I am planning a MGCFA for ordered-categorical variables where groups have unequal group sizes. I will analyze data from a cross-national survey, and sample sizes vary dramatically from country to country, from about 1000 in Country A to 2000 in Country B to 3000 in Country C; there are actually more countries in the dataset but these three illustrate the core challenge. It has been stated from a while now (e.g. Chen, 2007) that unequal sample sizes affect the sensitivity of goodness-of-fit indexes used to assess measurement invariance.
I first considered to randomly sample a subset of equal size from each dataset but it means to throw out a large amount of data for the countries with larger datasets. E.g, if subsamples have, say, 900 cases each, it would hold most of cases from Country A but would discard ~50% of the Country B sample and ~2/3 of Country C.
To avoid all that data loss, I wondered about weighting the data from each country such that they would contribute 'equally' (e.g. 'same sample sizes') to the MGCFA after weighted. For instance, attributing weight 1 to each observation from Country A, 0.5 to observations from Country B, and 0.33 to Country C so each country would count as 1000 observations.

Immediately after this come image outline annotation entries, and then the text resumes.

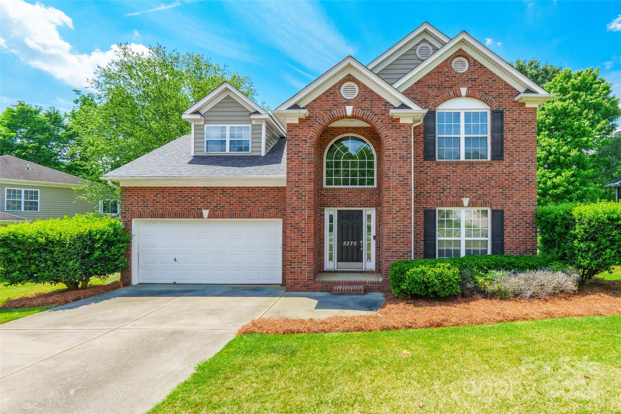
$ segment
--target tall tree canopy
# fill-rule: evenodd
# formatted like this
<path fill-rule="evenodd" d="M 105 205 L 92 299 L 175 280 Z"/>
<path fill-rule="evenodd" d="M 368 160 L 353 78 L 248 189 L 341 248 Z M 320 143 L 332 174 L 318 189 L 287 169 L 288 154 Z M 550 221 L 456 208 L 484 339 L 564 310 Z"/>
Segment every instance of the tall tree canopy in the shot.
<path fill-rule="evenodd" d="M 515 69 L 535 81 L 535 83 L 540 86 L 543 86 L 554 79 L 563 69 L 563 66 L 557 66 L 547 62 L 542 65 L 541 61 L 535 58 L 531 58 L 528 60 L 517 59 L 511 65 Z"/>
<path fill-rule="evenodd" d="M 43 110 L 19 101 L 0 114 L 1 155 L 73 174 L 68 165 L 72 141 L 65 115 L 53 107 Z"/>
<path fill-rule="evenodd" d="M 596 201 L 604 195 L 602 163 L 610 159 L 601 151 L 614 142 L 619 100 L 599 68 L 565 69 L 545 88 L 556 96 L 537 114 L 539 203 Z"/>
<path fill-rule="evenodd" d="M 256 97 L 250 77 L 202 55 L 168 52 L 160 45 L 144 54 L 120 45 L 116 59 L 95 74 L 94 92 L 78 92 L 70 115 L 79 137 L 74 151 L 93 178 L 189 133 L 181 114 L 224 81 Z"/>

lavaan 0.6 handles sampling weights, but it rescales the weights to the number of rows in the dataset, and apparently only works for robust ML estimators. Moreover, what I was considering is not to use sampling weights (I don't have them at all) but simply to attribute weights to some groups in order to downweight them and 'equalize' the contributions of groups of different sizes to the analysis.
So these are my questions, any suggestion will be much appreciated:
Is there a way to apply such a weighting strategy in lavaan? If it is not possible (or if it is pure nonsense), what would be an alternative way to prevent the larger group to 'dominate' model fit and potentially offuscate lack of invariance between/across groups?
(There are non-negligible % of missing data in the datasets, I will most probably do data imputation. I add this note because I will then have M 'complete' datasets for each country, which increases the computational burden to do the analysis. I considered the 'downweight' strategy above also for its simplicity. Strategies using resampling would exponentially complicate matters due to limited computations resources.)